Der Drache von Hohenwoos

In der Nähe von Hohenwoos liegt ein Hügel, Lindenhorst oder Lindhörste genannt. Dort hauste vor Zeiten ein Drache.

In den umliegenden Dörfern hatte er Freunde und war ein rechter Gabenspender. Sein unermüdliches Schaffen und Wirken mehrte bei all diesen Bauersleuten Wohlstand und Reichtum.
Er brachte seinen Leuten im Dorfe, wonach sie sich sehnten: goldgelben Weizen, Hafer für die Pferde, viel fette Milch oder gar blanke Taler. So manche Nacht erschien der Drache als feurige Kugel mit langem Schweif, fuhr durch die Feueresse ins Haus und vergaß nie auf dem Dachboden seine Gaben auszuteilen.
Aber der Drache war ein hinterhältiger Geselle; denn was er dem einen brachte, war anderwärts gestohlen.

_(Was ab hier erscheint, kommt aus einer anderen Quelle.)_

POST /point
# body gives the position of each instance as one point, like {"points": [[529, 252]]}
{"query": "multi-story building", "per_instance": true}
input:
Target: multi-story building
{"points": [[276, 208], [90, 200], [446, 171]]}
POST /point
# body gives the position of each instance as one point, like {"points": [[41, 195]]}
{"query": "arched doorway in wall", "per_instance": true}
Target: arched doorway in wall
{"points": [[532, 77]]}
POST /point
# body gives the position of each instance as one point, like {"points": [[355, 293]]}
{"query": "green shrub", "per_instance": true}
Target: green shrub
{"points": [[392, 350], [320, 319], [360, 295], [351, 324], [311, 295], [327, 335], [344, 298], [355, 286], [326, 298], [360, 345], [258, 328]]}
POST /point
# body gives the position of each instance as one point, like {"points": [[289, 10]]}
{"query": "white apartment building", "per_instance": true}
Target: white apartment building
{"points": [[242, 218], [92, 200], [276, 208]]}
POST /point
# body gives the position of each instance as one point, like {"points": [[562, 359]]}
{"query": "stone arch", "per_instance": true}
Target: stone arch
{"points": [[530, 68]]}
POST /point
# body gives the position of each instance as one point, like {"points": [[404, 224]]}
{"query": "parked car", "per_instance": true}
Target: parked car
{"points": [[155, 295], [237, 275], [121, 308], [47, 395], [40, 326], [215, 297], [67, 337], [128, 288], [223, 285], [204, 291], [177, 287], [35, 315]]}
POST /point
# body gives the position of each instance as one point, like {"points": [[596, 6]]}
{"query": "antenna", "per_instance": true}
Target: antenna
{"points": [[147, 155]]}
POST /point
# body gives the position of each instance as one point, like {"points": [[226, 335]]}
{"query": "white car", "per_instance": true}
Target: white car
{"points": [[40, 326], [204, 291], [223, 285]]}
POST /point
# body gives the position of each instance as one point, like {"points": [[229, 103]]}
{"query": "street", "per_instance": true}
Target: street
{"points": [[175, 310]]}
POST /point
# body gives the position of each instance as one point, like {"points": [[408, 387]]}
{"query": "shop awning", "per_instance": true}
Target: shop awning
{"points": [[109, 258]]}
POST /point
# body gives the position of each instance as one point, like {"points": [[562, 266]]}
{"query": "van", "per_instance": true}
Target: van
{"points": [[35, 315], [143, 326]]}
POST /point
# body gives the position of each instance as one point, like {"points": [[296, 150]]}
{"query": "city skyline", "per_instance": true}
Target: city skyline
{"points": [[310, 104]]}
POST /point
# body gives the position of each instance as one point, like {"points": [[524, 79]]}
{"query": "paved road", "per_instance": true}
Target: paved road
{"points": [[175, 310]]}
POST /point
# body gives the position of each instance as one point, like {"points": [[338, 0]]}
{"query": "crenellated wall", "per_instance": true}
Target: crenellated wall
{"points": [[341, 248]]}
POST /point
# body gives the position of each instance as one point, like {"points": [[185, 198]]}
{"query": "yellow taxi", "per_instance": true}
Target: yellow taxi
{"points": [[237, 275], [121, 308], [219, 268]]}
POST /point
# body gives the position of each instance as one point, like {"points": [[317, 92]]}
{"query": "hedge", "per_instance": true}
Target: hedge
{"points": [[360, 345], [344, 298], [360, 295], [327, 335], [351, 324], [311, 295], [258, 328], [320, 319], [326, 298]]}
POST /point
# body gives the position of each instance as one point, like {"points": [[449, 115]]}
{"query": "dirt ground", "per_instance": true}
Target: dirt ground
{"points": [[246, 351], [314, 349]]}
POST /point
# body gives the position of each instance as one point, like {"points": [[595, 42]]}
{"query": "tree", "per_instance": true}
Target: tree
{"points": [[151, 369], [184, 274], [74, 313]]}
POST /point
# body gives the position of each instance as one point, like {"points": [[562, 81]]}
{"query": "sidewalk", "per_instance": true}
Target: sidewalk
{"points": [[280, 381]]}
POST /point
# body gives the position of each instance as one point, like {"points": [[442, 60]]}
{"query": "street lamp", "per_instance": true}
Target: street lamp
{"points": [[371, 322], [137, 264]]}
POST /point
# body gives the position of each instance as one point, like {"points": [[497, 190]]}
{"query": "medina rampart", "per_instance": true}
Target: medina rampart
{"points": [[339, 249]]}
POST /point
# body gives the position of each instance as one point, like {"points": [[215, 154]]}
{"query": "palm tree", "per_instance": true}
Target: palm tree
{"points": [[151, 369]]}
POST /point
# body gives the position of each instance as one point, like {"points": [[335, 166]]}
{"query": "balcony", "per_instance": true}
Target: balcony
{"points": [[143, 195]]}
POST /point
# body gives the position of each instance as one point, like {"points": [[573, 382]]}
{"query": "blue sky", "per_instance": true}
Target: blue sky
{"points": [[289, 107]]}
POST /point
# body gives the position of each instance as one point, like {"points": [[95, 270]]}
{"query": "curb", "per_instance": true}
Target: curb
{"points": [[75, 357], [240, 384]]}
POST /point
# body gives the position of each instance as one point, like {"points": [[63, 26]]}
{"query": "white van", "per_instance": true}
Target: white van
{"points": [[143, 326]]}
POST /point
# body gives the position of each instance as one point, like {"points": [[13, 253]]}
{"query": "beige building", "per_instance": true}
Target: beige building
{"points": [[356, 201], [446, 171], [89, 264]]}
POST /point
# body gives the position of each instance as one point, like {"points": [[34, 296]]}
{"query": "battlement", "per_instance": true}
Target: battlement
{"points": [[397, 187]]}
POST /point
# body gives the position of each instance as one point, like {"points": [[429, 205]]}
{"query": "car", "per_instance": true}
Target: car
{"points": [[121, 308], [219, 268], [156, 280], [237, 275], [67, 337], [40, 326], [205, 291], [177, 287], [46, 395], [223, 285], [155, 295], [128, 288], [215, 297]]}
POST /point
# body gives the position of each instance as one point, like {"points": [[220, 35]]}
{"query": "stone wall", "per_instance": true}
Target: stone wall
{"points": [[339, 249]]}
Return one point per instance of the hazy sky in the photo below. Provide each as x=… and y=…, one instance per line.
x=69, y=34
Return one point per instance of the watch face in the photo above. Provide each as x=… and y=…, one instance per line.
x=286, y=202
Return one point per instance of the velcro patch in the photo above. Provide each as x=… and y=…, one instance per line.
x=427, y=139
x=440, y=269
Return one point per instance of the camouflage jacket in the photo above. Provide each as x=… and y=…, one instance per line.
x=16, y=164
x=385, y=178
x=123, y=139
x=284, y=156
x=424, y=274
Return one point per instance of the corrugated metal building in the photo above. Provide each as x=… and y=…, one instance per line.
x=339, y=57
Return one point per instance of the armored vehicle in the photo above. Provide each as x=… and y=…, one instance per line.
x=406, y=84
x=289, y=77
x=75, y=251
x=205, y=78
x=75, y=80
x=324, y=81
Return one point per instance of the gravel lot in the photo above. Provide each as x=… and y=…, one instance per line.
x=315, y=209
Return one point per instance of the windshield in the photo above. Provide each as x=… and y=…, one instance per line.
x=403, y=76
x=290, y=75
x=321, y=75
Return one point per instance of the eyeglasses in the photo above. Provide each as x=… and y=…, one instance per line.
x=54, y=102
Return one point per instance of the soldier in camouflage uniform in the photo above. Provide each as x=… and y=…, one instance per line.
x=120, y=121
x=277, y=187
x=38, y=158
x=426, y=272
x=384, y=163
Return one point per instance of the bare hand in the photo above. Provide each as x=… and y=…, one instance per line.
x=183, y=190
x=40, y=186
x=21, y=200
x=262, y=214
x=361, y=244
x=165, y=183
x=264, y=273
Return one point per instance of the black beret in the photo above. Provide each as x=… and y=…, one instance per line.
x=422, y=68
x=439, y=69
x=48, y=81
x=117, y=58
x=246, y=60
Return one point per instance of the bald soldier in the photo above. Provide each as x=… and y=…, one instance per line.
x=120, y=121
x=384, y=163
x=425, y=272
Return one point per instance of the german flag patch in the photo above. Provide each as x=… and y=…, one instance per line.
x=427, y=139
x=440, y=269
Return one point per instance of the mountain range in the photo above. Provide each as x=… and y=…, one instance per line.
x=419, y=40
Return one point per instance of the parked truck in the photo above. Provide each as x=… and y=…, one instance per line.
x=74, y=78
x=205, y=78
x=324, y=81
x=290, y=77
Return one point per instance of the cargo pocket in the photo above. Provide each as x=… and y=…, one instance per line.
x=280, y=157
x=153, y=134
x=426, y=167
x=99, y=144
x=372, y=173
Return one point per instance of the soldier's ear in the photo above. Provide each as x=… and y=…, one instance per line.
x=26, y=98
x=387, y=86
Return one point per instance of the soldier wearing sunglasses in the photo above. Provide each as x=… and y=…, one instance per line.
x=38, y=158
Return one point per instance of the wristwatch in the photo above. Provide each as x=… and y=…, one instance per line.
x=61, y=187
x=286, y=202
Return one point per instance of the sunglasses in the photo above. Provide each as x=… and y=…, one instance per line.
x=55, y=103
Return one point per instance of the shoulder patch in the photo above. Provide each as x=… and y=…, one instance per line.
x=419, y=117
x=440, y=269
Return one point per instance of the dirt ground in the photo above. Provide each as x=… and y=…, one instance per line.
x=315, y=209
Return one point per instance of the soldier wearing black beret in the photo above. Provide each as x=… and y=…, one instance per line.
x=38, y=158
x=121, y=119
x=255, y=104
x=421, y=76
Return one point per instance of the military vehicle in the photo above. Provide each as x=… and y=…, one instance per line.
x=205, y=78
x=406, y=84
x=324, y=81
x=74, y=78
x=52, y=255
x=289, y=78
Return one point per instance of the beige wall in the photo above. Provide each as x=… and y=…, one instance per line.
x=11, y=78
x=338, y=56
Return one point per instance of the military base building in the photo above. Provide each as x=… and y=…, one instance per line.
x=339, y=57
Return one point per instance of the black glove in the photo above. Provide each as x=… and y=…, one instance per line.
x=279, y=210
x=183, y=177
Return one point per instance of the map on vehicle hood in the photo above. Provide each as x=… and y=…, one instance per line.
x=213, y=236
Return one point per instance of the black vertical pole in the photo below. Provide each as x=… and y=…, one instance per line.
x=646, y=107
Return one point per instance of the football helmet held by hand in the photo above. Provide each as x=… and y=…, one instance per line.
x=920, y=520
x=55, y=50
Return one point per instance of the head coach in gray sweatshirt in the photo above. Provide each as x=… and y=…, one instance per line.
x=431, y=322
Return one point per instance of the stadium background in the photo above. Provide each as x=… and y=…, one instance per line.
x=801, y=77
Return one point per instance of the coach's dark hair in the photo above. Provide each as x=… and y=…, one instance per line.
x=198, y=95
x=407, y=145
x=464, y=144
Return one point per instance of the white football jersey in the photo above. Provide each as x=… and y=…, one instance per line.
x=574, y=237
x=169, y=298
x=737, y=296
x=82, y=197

Mit einem Bauern aus Warlow hatte das Untier einen Vertrag geschlossen solcherart, er müsse alles herantragen, was der biedere Landmann von ihm verlange. Lange Zeit hielt sich der finstere Bursche daran. Als der Bauer genug des Reichtums besaß, sann er darüber nach, wie er den heimlichen Spender wieder loswerden könnte. Er nahm einen schafwollenen Strumpf, schnitt das untere Fußende ab und nagelte ihn zweifach an einen Balken auf dem Dachboden. Dann befahl er dem feurigen Gesellen, jede Nacht den Strumpf mit Geld anzufüllen. Der schleppte und schleppte die glänzenden Taler herbei. Weil aber alles durchfiel, ward der Strumpf nie voll. Bald merkte der Drache, daß der Strumpf offen war und es ihm nicht gelingen würde und daß er geprellt wurde. Da wurde ihm die Sache zu langweilig. Eines Nachts schoß er mit feurigen Augen und geiferndem Maule zum nächtlichen Himmel empor und verschwand in Richtung Lindenhorst. Das Geld der letzten Tage aber, das der Bauer in seinen Sparstrumpf gesteckt hatte, war in lauter Pferdeäpfel verwandelt worden. So rächte sich der Drache für die ihm angetane Schmach.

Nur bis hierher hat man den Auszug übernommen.